Selain itu, globalisasi dan arus informasi yang sangat cepat pun ikut memengaruhi, serta adanya keraguan dalam bertutur bahasa Sunda. Sebab, dikhawatirkan dapat mengundang komentar atau celaan dan menimbulkan efek jera pada penuturnya, yakni pada anak, remaja, atau masyarakat yang bukan merupakan asli dari keturunan etnis Sunda.

Bahasa Sunda sendiri memiliki tingkatan atau level yang disebut denganUndak Usuk BasaSunda, yang memperhatikan dalam berbicara kepada setiap kondisi usia, kedudukan, keilmuan atau situasi orang yang diajak berbicara, orang yang berbicara atau yang dibicarakan (Kulsum, 2020).
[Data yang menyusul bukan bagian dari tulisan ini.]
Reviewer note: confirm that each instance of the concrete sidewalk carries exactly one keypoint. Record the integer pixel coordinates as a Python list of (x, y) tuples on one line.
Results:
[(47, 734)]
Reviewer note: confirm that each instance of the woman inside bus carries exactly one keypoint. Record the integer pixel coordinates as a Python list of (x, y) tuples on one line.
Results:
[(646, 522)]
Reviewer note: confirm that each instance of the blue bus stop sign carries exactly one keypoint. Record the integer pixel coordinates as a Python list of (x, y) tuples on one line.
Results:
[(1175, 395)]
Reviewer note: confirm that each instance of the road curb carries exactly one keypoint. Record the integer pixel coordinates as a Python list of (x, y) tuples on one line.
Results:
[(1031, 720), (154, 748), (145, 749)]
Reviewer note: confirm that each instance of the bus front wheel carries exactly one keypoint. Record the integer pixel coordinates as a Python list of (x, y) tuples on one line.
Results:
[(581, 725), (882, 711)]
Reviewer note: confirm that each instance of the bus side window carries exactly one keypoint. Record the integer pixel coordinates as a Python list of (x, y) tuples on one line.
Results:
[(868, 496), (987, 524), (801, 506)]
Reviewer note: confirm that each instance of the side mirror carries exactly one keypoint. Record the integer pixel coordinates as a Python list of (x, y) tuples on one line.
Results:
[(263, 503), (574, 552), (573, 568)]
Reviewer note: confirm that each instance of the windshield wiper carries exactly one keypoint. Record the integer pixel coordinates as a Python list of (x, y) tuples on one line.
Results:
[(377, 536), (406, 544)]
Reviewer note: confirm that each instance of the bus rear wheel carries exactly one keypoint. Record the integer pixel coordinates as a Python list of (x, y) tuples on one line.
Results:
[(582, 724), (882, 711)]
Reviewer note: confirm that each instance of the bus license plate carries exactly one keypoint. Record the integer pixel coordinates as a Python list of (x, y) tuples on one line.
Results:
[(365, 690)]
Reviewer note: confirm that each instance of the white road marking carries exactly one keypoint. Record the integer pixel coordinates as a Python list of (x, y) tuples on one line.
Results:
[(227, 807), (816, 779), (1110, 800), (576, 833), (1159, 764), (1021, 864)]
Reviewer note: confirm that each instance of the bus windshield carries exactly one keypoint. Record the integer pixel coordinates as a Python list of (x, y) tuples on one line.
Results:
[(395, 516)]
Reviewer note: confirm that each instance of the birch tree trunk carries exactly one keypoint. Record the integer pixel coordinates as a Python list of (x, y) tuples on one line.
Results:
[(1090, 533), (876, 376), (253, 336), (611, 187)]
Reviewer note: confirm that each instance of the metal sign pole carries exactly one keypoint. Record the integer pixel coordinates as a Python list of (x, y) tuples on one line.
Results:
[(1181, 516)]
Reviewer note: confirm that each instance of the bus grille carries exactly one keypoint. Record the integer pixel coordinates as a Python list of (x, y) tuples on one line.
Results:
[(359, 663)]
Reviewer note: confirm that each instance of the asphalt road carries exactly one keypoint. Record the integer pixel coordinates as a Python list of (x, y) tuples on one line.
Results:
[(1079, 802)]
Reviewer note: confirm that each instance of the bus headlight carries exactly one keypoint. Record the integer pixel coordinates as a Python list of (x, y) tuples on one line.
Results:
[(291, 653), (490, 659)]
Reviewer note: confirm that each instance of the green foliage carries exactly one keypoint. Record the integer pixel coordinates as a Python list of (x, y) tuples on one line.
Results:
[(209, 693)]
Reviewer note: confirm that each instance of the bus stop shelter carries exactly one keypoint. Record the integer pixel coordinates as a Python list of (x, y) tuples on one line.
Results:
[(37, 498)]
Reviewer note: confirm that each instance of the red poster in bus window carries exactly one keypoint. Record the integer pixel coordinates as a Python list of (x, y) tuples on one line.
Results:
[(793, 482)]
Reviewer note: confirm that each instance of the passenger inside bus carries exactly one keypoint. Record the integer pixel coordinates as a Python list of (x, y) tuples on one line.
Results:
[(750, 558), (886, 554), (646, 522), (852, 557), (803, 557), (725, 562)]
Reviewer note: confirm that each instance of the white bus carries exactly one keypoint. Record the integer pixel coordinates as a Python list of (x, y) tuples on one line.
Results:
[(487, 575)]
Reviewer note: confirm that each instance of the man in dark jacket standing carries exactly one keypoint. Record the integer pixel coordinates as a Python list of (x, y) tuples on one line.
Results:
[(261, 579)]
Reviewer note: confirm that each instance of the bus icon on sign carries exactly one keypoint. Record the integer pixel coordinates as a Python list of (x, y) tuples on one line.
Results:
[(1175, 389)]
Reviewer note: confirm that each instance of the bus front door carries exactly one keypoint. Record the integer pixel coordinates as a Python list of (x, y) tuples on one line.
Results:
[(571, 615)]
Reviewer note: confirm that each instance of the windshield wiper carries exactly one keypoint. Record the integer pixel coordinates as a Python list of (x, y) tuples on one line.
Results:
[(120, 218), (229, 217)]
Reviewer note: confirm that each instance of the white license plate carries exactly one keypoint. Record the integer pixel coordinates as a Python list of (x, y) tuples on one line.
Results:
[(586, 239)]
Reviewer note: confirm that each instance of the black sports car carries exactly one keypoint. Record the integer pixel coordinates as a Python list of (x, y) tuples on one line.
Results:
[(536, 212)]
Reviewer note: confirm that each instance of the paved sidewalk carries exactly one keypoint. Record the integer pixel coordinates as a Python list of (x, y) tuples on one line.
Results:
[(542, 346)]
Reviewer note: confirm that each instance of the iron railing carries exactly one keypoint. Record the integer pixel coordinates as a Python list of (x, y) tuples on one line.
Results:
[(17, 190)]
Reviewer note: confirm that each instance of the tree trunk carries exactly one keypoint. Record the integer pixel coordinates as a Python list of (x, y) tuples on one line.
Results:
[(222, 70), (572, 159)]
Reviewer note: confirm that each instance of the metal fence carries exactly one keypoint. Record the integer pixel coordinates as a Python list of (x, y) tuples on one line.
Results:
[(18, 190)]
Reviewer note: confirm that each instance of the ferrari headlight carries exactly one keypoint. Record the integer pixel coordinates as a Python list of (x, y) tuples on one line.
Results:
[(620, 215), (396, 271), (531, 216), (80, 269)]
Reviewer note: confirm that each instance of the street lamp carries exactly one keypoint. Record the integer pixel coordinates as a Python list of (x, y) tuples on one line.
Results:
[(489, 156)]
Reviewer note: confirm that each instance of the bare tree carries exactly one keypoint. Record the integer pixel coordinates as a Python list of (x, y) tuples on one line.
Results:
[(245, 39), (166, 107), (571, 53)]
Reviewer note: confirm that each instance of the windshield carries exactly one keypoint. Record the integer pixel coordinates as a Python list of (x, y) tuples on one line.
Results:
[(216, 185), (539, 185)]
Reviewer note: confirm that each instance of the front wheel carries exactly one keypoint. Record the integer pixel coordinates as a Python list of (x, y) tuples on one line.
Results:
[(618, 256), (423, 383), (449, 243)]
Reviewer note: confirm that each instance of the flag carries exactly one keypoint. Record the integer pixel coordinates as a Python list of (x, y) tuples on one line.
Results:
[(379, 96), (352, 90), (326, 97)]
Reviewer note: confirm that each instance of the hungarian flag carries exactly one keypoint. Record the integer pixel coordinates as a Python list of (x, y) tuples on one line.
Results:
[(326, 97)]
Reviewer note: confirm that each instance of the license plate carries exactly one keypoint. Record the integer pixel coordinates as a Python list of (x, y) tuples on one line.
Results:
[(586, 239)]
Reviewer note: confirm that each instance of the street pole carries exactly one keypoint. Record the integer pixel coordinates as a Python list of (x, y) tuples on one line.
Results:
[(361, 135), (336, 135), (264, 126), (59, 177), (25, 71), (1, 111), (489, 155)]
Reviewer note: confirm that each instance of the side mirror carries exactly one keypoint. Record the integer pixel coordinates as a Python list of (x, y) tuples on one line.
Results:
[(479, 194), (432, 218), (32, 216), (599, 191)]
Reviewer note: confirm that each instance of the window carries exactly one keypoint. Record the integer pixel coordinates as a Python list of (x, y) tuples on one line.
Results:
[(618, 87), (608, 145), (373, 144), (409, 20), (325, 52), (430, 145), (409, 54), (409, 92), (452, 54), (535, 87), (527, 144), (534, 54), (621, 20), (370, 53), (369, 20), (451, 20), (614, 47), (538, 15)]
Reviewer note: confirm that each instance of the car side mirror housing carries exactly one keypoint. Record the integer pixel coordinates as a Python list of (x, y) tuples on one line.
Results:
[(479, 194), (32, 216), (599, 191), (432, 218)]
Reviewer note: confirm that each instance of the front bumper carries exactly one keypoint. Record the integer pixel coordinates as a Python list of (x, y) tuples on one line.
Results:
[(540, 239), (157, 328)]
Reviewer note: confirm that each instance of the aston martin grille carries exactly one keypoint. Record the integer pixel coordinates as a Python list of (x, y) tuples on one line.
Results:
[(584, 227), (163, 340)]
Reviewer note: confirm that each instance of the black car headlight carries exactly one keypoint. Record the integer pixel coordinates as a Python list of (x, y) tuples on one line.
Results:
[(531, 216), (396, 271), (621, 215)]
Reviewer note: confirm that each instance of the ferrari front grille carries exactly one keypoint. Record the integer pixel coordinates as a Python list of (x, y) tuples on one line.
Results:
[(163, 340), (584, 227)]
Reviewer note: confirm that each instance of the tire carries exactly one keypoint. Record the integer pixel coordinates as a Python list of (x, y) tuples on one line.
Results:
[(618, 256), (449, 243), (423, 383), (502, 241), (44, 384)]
Dalam historisnya, masyarakat tatar Sunda tidak mengenal strata atau tingkatan. Sebagai gantinya, mereka menggunakan bahasa Sunda Buhun atau Kuno karena dahulu masih bersifat kekeluargaan, yang di mana pada era ini, masyarakat Sunda masih bercocok tanam secara berpindah-pindah atau ngahuma.

Namun, keadaan masyarakat berubah saat Kesultanan Mataram Jawa menginvasi wilayah Parahyangan (daerah Provinsi Jawa Barat yang kini ada di bagian tengah dan selatan). Perubahan ini tidak hanya berdampak kepada pola peladangan yang berubah menjadi menetap dalam bersawah, tetapi dalam bahasa pun telah merubah struktur pada bahasa Sunda. Pola perubahan bercocok tanam ini menuntut terbentuknya stratifikasi sosial dalam hubungan sosial produksinya, sehingga diperlukannya tingkatan yang digunakan saat berbicara.

Adapun tingkatannya terbagi menjadi tiga strata, yaitu halus/lemes, sedang/loma, dan kasar/garihal. Sebagai contoh, halus/lemes: tuang (makan), sedang/loma: nyaho (tahu), kasar/garihal: cokor (kaki).

Kemudian, tingkatan ini pun tidak lepas dari adanya pengaruh budaya Mataram Jawa yang telah mengenal tingkatan bahasa sejak lama, yaitu Unggah-Ungguh Basa. Atas historis tersebutlah, bahasa Sunda terbagi menjadi banyak dialek di setiap daerahnya, seperti dialek Bogor dan Banten (Rangkasbitung, Lebak, Pandeglang) yang dikenal dengan bahasa Sunda kasar, lalu Parahyangan (Garut, Tasikmalaya, Bandung dan Ciamis) yang digolongkan pada Sunda halus. Misalnya, dialek Banten: “Jeuuuh aing mah embung jasa jadi doang jelma nu kedul!”, dialek Parahyangan: “Eleuh abdi mah alim pisan janten siga jelma nu ngedul!”, artinya “wah saya sangat tidak mau menjadi orang yang malas!”. (Arifin, 2016)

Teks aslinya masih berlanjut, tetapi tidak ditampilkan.